1/ “depending on the software you use to access or edit the file, it’s possible that temporary copies might be created in unencrypted locations”.
I check the “recent” of Microsoft Word, the title of the file is there but not accessible after unmounted (unaccessible in…%appdata% )
2/ so, if I checked “preserve modification timestamp” then I can sync with the cloud reliably, albeit time comsuming ?
Thanks
Leo –
Hi. In the last section of the article, under Encryption Risks, you said: “…depending on the software you use to access or edit the file, it’s possible that temporary copies might be created in unencrypted locations.”
Many of my encrypted data involves Microsoft Excel. According to a Microsoft article, “when you save an existing file in Excel, Excel creates a temporary file in the destination folder that you specify in the Save As dialog box.” When I’m finished editing a file, I re-encrypt its destination folder, which is located either within an encrypted file container or within an encrypted external hard drive.
So, am I safe from the encryption risks you alluded to?
Thanks.
I believe so. As I said, it’s “depending on the software you use”. I was concerned about software that writes to the typically unencrypted Windows temporary folder.

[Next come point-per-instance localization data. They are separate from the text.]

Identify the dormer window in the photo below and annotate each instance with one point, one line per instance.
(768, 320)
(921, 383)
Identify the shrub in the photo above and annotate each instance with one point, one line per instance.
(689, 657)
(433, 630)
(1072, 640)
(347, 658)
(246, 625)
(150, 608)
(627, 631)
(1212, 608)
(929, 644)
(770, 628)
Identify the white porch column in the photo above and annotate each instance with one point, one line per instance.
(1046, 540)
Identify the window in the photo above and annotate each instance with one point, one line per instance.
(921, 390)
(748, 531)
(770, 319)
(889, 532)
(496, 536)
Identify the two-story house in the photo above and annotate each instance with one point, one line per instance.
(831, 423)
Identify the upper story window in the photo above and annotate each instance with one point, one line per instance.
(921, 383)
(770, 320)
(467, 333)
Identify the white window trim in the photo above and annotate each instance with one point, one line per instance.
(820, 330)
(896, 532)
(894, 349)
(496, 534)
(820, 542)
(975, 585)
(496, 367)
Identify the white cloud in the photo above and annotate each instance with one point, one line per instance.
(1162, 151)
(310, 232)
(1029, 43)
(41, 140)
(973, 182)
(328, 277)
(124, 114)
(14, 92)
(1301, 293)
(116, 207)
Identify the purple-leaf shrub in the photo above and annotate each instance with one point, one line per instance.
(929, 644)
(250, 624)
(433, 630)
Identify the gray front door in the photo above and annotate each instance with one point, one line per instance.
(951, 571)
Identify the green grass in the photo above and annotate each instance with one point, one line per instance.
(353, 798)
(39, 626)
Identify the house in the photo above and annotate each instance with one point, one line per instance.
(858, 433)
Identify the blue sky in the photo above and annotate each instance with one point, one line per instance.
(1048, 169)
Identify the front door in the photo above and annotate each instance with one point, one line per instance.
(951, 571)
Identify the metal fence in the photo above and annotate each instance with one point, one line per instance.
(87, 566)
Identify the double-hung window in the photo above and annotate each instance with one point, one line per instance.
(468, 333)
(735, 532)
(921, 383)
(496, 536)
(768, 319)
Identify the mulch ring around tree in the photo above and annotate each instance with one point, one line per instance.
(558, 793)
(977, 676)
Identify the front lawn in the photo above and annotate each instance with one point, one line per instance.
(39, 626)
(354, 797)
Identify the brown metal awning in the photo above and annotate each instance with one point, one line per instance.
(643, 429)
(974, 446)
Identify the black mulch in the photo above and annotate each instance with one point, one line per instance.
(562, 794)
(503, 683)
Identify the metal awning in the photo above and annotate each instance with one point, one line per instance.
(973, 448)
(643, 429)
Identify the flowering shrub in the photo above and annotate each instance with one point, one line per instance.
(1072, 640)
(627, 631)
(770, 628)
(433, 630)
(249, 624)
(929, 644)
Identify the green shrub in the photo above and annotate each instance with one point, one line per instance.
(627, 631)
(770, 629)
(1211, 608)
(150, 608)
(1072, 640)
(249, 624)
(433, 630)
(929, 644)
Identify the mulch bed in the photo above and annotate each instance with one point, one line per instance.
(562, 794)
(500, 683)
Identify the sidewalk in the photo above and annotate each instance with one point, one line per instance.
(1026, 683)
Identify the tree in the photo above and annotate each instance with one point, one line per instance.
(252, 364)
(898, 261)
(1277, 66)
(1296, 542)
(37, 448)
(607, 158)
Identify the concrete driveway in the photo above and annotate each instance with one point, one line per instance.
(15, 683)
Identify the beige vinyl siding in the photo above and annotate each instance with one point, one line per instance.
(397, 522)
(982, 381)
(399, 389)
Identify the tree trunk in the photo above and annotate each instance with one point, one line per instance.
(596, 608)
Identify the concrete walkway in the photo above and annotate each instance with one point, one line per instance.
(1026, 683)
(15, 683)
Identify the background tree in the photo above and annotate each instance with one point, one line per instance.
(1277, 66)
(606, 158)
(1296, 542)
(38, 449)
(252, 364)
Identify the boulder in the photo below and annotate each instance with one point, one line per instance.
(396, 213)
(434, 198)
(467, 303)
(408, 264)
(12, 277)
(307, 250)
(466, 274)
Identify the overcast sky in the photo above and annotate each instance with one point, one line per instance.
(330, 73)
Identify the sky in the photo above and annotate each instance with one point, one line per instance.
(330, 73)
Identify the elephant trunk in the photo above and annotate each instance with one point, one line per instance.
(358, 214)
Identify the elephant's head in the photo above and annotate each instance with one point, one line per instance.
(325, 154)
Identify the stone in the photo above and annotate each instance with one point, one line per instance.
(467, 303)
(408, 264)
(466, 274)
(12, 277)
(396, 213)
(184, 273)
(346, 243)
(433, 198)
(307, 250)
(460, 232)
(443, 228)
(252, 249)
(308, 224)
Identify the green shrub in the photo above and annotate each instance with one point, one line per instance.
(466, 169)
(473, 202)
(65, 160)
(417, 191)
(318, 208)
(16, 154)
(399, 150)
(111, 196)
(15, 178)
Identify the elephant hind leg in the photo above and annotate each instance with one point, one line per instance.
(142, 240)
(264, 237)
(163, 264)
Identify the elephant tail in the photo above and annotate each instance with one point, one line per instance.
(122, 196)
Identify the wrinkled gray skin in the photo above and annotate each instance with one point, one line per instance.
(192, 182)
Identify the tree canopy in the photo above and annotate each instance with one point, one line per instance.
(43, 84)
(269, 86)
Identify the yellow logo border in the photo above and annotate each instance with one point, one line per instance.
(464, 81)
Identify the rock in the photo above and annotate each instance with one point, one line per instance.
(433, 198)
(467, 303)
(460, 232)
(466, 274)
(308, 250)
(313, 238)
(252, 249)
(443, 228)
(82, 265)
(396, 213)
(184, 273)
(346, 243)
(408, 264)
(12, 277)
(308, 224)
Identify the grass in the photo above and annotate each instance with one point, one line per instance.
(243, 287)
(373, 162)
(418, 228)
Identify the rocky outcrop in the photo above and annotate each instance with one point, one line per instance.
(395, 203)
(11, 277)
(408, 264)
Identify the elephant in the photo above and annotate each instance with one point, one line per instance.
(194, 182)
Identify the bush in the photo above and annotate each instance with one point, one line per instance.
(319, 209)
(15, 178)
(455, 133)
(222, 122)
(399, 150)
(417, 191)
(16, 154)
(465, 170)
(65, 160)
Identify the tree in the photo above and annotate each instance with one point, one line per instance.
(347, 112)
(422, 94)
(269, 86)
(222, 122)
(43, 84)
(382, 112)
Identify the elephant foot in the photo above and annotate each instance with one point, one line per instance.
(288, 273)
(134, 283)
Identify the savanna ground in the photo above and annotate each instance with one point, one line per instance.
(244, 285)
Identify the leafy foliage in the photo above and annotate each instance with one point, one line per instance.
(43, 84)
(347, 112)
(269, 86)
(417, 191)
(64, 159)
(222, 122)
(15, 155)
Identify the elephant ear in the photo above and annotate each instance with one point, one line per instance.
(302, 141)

Be aware though that the paging file might also have remnants of your data. Typically it has little-to-none, but it’s also typically not encrypted.
Hi Leo,
I’ve been a regualr user of Veracrypt for many years and make use of an encrypted volume to hold some of my confidential data. Recently I bought a new PC but within a few week had an issue with the SD card which meant returning it to the manufacturer. Given the nature of the failure I was able beforehand to copy my files to an external drive and delete the originals on the PCs hard disk. This got me thinking that if I have future issues with the PC which require it to be sent away for repair I may not be able to access the files to delete them before shipping (I would have a backup on external media but the original versions would still be accessible by the repairer, on the hard disk). As I result of this I have decided to extend my use of Veracrypt adding a second encrypted volume and using this to store almost all my data). My big worry now is that I may accidentally delete this volume. Is it possible to have an encrypted volume which allows all sorts of access to the files contained within BUT prevents deletion of the volume itself?
What comes to mind is playing with the advanced Windows File Permissions of the volume file itself. I don’t know if that has the granularity you need, but perhaps between that and specific account access you can acheive what you’re looking for.
As Leo said, you can set permissions, but it shouldn’t matter if you accidentally delete the volume if you are backing up daily.